Wednesday, July 29, 2009

Like Rats - Like Rats (2009)

So, I have this platform on the internet where people are interested in my opinion on music. As such, I've got to take this opportunity to tell you to listen to my own recordings. Besides, I wouldn't post it if I didn't think you'd like it. Half-hearted apologies to all of my friends on Twitter/F-book who've already been informed of this a few times. You'll be fine.

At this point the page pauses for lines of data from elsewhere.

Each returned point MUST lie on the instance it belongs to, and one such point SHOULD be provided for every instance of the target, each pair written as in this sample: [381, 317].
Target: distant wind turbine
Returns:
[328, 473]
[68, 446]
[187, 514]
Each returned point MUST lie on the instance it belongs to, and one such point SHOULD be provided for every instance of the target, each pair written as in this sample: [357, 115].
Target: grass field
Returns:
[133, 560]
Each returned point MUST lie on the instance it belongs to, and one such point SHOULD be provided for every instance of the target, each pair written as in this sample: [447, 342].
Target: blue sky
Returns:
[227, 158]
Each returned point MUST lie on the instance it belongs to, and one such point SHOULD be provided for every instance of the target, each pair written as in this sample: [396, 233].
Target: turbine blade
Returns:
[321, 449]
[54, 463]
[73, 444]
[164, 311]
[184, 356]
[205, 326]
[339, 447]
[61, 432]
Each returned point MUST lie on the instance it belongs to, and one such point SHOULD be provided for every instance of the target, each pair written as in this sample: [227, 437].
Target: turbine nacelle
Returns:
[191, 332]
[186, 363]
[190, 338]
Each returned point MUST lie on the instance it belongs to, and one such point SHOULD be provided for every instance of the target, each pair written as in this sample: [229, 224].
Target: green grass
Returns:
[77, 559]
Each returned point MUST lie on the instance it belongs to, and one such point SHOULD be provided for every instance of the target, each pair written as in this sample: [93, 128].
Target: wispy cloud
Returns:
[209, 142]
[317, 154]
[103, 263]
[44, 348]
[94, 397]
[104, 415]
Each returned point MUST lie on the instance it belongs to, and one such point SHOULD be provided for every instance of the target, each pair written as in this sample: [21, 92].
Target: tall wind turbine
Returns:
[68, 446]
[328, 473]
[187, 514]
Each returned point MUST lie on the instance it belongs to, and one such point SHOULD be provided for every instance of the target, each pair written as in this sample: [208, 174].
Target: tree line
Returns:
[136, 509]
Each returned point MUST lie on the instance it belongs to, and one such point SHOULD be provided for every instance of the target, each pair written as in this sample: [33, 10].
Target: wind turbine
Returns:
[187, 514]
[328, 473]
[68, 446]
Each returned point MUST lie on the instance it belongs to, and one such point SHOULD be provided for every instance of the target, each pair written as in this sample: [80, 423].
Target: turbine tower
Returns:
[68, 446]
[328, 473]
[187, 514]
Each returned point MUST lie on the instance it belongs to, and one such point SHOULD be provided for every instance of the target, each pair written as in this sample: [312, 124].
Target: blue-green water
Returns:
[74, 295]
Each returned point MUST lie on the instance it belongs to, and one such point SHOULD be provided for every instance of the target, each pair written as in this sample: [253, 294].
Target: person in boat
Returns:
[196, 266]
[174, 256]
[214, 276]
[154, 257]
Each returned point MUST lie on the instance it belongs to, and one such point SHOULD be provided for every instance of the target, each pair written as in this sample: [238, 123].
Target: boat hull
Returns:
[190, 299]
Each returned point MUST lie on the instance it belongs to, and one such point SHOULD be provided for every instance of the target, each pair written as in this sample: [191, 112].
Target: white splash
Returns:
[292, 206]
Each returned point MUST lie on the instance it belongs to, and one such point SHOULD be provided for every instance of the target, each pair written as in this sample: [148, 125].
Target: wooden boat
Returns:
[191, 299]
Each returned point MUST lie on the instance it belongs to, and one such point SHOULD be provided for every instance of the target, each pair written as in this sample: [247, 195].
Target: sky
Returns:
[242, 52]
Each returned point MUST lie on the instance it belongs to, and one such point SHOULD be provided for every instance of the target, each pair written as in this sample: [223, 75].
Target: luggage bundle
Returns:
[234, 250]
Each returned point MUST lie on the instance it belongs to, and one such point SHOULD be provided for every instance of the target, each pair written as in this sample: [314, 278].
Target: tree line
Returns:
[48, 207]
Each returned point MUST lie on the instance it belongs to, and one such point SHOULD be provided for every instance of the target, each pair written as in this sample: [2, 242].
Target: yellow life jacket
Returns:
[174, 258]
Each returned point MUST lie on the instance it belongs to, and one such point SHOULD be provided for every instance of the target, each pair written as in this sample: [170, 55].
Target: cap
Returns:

This is basically an example of me writing music that I want to hear, and what I want to hear is chromatic riffs at mid-paced tempos, but sometimes fast and sometimes slow. I love Tom G Warrior's signature riff composition style, and I tried to write riffs that evoke similar feelings without actually copying his techniques. There are a few self-imposed stylistic restrictions in order to keep the overall aesthetic within certain boundaries: no palm-muting, no double bass drum. Special attention was paid to the way that two primitive riffs compliment each other and create a relationship that makes each one significantly more interesting than if it were to exist on its own.

With love from me to you:

While I'm talking about heavy Chicago bands, I also have to mention The Muzzler (Voivod, Morbid Angel, etc.) and Hate (newer Converge, except higher, more metal, and more pissed), both of whom recently put out new releases. The thing about these bands is that I would like them and listen to them even if I didn't even know them as people.

Saturday, July 25, 2009

Z-Ro - Look What You Did to Me (1998)

If you couldn't tell from the title, this record is fucking hostile. Dedicated Primitive Future readers will already have good feelings towards Z-Ro from my Guerilla Maab post, or maybe you're already into the Screwed Up Click and depressed, angry rappers. (Please download that Guerilla Maab album if you didn't the first time. It is important. Thank you.) So yeah, throw in my UGK post, and you've got a few of the finest cuts and slices that Texas has to offer. And you're already listening to the Geto Boys and Scarface, right? Right?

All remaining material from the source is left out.